Mais cet avantage ne fait qu’augmenter mon embarras, plus ce Poëme sera d’Homere, & plus il me sera difficile de vous en parler d’une façon qui réponde à la reputation de son Auteur. L’Iliade de M. de la Motte m’effraye, & m’apprend qu’il y a dans les Ouvrages de ce Poëte divin des beautés à la Grecque qui s’évanoüissent dès qu’on veut les habiller à la Françoise, & que ses pensées sont des fleurs tendres qu’il ne faut toucher qu’avec beaucoup de délicatesse. Au reste, Monsieur, je ne vous ferai pas une traduction littérale de ce fameux combat des Rats[99], je ne vous en promets qu’une Analyse dans laquelle je me donnerai même bien des libertés. Je commence.

[99] M. Boivin de l’Académie des Belles Lettres a traduit ce Poëme en vers, sa traduction a été bien reçuë; & j’ai cru ne pouvoir mieux faire que de mêler quelquefois ses vers avec ma prose.

_Ratopolis_ Capitale des Rats, comme qui diroit Ratonville, & _Batrakopolis_ Capitale des Grenoüilles, furent long-tems voisines sans _rivalité_, & florissantes sans jalousie: on assure même que depuis leur fondation, les deux Etats séparés par des bornes naturelles, avoient joüi sans interruption d’une tranquillité profonde jusqu’au regne du Roi Ratapon, & de l’Empereur Bouffard, époque malheureuse d’une guerre sanglante.
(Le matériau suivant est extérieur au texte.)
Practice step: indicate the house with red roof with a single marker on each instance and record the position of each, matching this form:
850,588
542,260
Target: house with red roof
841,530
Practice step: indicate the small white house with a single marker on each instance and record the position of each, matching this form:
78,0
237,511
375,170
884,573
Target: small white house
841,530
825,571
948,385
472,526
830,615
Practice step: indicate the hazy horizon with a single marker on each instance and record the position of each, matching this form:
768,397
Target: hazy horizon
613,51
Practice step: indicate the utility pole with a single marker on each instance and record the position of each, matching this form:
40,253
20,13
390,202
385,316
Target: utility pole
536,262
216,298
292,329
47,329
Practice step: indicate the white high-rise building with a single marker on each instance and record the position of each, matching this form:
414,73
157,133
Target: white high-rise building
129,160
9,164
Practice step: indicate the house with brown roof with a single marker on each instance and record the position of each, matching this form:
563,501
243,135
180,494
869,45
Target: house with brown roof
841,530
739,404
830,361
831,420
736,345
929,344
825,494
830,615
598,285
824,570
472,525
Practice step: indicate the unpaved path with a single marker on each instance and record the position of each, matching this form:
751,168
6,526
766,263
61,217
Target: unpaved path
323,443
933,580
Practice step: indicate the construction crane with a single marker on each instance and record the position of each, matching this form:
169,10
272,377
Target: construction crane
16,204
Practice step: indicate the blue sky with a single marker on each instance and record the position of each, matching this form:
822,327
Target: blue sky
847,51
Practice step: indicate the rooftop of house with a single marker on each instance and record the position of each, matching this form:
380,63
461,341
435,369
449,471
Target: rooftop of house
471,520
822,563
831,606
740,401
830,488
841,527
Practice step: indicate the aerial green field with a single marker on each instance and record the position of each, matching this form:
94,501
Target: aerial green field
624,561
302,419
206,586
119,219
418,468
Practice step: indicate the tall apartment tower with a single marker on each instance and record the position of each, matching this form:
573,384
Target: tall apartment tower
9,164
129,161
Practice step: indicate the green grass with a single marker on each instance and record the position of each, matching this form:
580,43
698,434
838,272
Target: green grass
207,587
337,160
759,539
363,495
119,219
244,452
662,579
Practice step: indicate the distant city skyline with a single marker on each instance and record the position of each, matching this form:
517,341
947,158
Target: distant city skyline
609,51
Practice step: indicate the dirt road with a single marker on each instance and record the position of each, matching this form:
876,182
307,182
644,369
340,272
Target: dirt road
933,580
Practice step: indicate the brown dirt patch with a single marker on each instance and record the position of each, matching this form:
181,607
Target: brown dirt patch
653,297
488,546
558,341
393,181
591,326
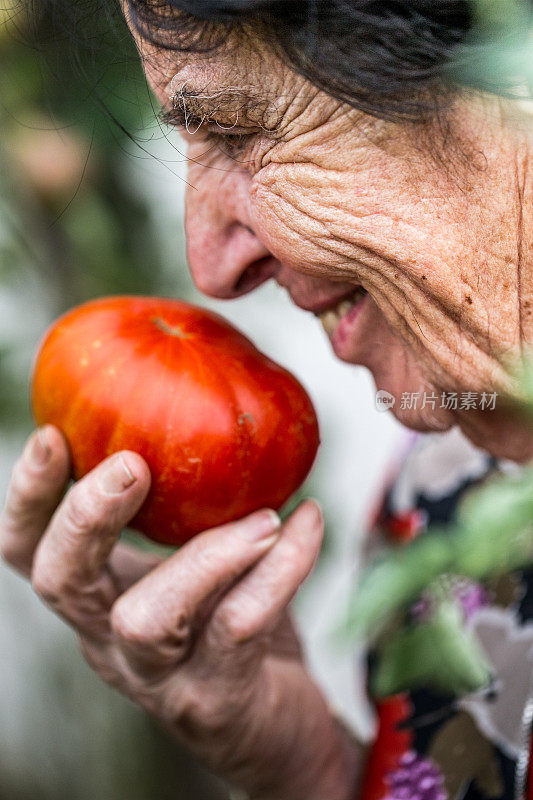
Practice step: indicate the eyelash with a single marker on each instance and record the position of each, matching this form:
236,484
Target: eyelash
232,144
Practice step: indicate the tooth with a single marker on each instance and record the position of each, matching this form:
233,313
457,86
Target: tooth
329,320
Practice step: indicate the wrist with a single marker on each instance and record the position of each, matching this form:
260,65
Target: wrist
312,755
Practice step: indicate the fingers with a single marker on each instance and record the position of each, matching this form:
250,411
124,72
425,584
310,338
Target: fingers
70,569
155,620
255,605
38,481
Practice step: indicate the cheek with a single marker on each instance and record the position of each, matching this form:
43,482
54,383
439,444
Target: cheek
291,223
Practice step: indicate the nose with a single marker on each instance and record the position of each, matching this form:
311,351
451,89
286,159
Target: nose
226,259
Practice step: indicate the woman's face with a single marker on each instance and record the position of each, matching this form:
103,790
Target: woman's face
286,182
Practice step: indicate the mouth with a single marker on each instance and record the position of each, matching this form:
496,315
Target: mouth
332,317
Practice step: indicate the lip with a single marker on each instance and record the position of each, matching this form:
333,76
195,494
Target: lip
345,334
325,305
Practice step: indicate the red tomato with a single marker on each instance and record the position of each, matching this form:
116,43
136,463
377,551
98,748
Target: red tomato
224,430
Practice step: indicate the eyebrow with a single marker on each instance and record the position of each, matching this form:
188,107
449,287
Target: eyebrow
229,107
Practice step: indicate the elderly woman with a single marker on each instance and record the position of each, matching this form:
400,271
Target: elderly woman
328,152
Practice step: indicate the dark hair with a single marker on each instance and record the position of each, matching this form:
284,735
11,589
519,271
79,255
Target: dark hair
385,57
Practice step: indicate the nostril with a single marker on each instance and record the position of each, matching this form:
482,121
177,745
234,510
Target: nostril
255,274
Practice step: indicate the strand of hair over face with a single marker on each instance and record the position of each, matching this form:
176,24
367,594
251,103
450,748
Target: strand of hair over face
385,57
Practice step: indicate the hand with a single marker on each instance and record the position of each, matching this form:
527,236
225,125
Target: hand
202,639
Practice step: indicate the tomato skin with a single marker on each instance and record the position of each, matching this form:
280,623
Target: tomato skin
223,429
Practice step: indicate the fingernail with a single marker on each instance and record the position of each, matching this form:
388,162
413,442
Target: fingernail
260,526
116,476
38,450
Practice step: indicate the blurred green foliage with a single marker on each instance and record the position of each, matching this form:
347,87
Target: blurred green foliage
493,536
75,109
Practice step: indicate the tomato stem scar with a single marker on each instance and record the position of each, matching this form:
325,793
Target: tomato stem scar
173,330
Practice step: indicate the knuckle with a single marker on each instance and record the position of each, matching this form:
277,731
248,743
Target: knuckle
12,553
9,551
232,626
22,492
131,625
81,512
201,711
46,584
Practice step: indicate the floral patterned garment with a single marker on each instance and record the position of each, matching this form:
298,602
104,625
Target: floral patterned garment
451,677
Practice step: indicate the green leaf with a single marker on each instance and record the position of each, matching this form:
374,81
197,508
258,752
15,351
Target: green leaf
395,580
448,657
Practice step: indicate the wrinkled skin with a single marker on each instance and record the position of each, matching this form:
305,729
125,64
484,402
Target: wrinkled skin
322,199
433,221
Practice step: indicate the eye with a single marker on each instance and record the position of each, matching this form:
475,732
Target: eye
231,144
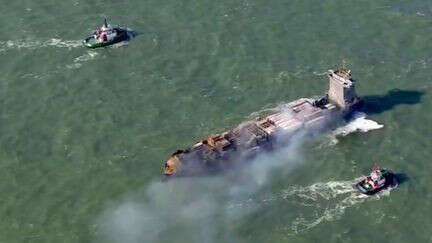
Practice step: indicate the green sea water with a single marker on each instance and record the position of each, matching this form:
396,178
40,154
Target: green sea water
84,133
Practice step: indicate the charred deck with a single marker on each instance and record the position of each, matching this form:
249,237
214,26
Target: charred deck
224,150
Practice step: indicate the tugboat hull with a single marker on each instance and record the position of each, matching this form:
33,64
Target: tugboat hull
92,42
390,181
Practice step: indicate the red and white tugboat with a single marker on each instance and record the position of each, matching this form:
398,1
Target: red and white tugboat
378,180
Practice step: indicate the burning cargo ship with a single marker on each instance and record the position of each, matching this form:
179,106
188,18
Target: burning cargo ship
265,133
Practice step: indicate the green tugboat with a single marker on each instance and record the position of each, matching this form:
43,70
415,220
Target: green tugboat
106,36
378,180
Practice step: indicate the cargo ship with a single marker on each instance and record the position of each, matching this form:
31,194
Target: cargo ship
235,147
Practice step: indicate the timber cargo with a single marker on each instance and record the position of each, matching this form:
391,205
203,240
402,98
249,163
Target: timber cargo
234,147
Alors un coup imprévû du destin rompit une paix si constante, & les fautes des [100]Souverains précipiterent leurs sujets dans des malheurs affreux.

[100] _Quidquid delirant Reges plectuntur Achivi._ Hor. serm.
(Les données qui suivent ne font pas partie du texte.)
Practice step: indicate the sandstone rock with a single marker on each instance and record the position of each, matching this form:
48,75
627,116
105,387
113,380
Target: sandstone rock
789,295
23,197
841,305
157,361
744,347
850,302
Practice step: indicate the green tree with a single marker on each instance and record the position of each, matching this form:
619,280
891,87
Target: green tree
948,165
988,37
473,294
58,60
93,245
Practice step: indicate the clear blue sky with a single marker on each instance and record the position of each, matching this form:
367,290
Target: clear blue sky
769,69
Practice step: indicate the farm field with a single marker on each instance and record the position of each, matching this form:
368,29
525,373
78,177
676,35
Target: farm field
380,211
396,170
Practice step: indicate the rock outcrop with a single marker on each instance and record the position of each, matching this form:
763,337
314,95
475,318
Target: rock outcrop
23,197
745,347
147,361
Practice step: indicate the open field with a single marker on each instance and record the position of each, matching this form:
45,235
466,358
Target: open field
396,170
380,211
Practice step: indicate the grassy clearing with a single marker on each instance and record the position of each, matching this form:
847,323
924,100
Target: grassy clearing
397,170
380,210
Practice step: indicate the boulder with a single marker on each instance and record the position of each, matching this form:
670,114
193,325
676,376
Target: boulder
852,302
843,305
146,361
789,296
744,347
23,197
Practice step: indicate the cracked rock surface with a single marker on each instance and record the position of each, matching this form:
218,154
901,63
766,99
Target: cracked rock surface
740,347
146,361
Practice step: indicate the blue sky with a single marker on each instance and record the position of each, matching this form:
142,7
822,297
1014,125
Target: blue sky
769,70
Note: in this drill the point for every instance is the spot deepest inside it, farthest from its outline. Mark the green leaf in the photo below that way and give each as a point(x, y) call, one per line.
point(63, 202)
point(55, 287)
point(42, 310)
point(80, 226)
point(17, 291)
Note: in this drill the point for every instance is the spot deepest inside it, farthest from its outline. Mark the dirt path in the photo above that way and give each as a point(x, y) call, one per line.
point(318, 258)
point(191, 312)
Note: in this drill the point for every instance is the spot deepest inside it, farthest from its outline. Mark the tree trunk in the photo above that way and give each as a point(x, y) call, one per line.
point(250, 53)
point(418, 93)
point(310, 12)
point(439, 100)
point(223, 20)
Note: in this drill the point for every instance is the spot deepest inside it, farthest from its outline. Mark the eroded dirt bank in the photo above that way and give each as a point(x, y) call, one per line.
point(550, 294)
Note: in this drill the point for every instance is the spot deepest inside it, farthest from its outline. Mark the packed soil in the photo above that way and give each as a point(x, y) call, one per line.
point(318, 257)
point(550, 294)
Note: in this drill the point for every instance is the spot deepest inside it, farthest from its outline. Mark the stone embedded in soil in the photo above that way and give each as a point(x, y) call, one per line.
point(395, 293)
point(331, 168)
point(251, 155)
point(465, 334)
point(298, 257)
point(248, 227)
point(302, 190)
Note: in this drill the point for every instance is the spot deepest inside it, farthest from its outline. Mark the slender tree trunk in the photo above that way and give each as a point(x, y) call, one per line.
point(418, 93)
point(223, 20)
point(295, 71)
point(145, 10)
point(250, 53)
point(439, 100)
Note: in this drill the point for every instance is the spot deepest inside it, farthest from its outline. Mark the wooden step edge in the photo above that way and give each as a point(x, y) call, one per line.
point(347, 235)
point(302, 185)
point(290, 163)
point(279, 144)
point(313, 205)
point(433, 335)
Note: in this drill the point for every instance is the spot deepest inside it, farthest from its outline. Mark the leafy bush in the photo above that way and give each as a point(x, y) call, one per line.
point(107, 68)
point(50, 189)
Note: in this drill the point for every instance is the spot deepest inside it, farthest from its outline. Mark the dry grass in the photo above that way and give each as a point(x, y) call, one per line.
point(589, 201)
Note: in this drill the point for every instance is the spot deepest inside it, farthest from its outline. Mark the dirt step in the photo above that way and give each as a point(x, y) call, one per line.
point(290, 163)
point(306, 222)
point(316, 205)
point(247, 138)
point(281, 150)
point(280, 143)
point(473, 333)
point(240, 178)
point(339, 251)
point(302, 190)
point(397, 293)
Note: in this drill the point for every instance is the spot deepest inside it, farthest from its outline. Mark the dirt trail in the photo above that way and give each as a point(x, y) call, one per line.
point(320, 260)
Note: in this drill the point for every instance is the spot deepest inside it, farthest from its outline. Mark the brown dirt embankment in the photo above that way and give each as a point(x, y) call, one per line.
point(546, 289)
Psicarpax fils du Roi des Rats, trotoit un jour sur le bord des Marais de Batrachopolis: Bouffard Empereur des Grenoüilles l’apperçut, & le prit à sa taille avantageuse, & à son port majestueux pour un Monarque, ou tout au moins pour un Chevalier errant; il lui adressa aussi-tôt la parole, lui offrit son amitié, lui demanda la sienne, & le pria de lui apprendre son nom. Psicarpax le satisfit avec cette noble fierté que peut seule donner une haute naissance, il venta le Roi Ratapon son pere, la Reine Trotine sa mere, & son ayeul Lampon. Il ne craignit pas même de dire qu’il étoit redouté dans tout l’Univers, qu’il étoit connu des Dieux, des hommes, des oiseaux. Ce Prince croyoit sans doute, que la modestie n’est qu’une vertu populaire; d’ailleurs il exageroit visiblement, trompé peut-être par les flatteries de ses Courtisans ou par les fausses idées qu’il s’étoit faites de l’activité de la Renommée.
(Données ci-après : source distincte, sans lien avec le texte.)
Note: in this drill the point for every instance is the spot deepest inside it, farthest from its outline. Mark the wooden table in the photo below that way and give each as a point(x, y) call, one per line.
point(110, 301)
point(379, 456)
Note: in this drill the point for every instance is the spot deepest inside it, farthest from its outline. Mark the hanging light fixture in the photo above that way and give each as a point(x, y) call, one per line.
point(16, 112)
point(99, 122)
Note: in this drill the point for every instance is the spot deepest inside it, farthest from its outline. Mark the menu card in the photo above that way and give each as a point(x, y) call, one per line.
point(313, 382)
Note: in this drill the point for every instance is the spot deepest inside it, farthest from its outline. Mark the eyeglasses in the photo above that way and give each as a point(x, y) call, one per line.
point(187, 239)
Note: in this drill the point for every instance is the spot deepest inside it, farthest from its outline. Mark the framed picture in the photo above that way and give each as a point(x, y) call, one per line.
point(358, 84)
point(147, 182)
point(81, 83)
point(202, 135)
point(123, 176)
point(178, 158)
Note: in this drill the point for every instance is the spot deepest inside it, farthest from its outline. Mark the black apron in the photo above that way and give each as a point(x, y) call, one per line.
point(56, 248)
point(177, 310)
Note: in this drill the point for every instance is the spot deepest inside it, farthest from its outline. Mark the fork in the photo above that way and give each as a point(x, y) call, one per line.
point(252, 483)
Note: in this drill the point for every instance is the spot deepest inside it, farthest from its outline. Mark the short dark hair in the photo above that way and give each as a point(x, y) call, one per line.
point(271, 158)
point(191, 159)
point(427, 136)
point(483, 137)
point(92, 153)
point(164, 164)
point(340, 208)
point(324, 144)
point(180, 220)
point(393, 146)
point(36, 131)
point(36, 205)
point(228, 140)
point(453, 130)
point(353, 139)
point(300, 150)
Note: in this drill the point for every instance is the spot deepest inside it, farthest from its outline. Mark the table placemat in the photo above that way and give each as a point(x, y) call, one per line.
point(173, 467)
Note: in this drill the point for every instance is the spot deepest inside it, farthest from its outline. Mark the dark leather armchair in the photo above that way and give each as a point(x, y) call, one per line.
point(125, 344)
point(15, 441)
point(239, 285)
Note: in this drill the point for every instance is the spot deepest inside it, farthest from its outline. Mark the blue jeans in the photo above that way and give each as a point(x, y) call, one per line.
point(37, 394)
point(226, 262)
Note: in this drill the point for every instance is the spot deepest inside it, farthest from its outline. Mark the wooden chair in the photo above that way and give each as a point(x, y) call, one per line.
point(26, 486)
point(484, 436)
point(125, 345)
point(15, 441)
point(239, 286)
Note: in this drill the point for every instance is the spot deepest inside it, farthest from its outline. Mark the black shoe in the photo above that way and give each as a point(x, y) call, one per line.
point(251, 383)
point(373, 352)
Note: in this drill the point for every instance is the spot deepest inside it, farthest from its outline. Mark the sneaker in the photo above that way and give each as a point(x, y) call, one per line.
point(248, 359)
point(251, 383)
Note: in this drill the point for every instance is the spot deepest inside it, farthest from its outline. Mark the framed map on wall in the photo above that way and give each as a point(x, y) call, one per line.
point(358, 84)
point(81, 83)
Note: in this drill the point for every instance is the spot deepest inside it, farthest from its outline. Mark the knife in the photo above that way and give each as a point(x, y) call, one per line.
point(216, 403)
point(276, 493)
Les hommes se trompent tous les jours comme lui sur cet article; la Renommée, avec toutes les aîles qu’on lui donne, ne fait souvent que planer sur les mêmes lieux, souvent il ne sort de ses cent bouches, au lieu de voix tonnantes, que des murmures, des bruits sourds, qui pour se repeter mille fois dans le même endroit, ne percent pas un certain nombre de méridiens. Cependant la passion qu’ont les hommes de se faire un nom, est une folie très-utile à la societé, & contre laquelle les gens sages ne déclameront jamais.

Revenons à notre Rat, il avoit d’autres biens que la gloire, & peut-être de plus solides: il ne les oublia pas, il parla de ses richesses avec emphase, & de la délicatesse de sa table avec un air de satisfaction que Bouffard remarqua: il en sourit, persuadé à son tour que la table de l’Empereur des Grenoüilles valloit mieux que celle du Roi Ratapon, & dit au Prince que s’il faisoit consister son honneur à bien manger, il trouveroit tout ce qu’il pourroit désirer à la Cour des Grenoüilles, en même-tems il le presse d’y passer.

Passons ce Lac, _dit-il_, mon dos vous servira de barque, Bien-tôt avec plaisir vous verrez mon Palais: Mais de peur de tomber au milieu des marais, Prince, tenez-vous bien. Cela dit, il s’avance.

Psicarpax curieux de voir le Palais de Bouffard, & plus encore d’y faire bonne chere, se rend sans balancer aux instances du Monarque aquatique, il oublie que sa Grandeur devroit l’attacher au rivage, & s’embarque hardiment sur un Element dont il ne considere pas le danger.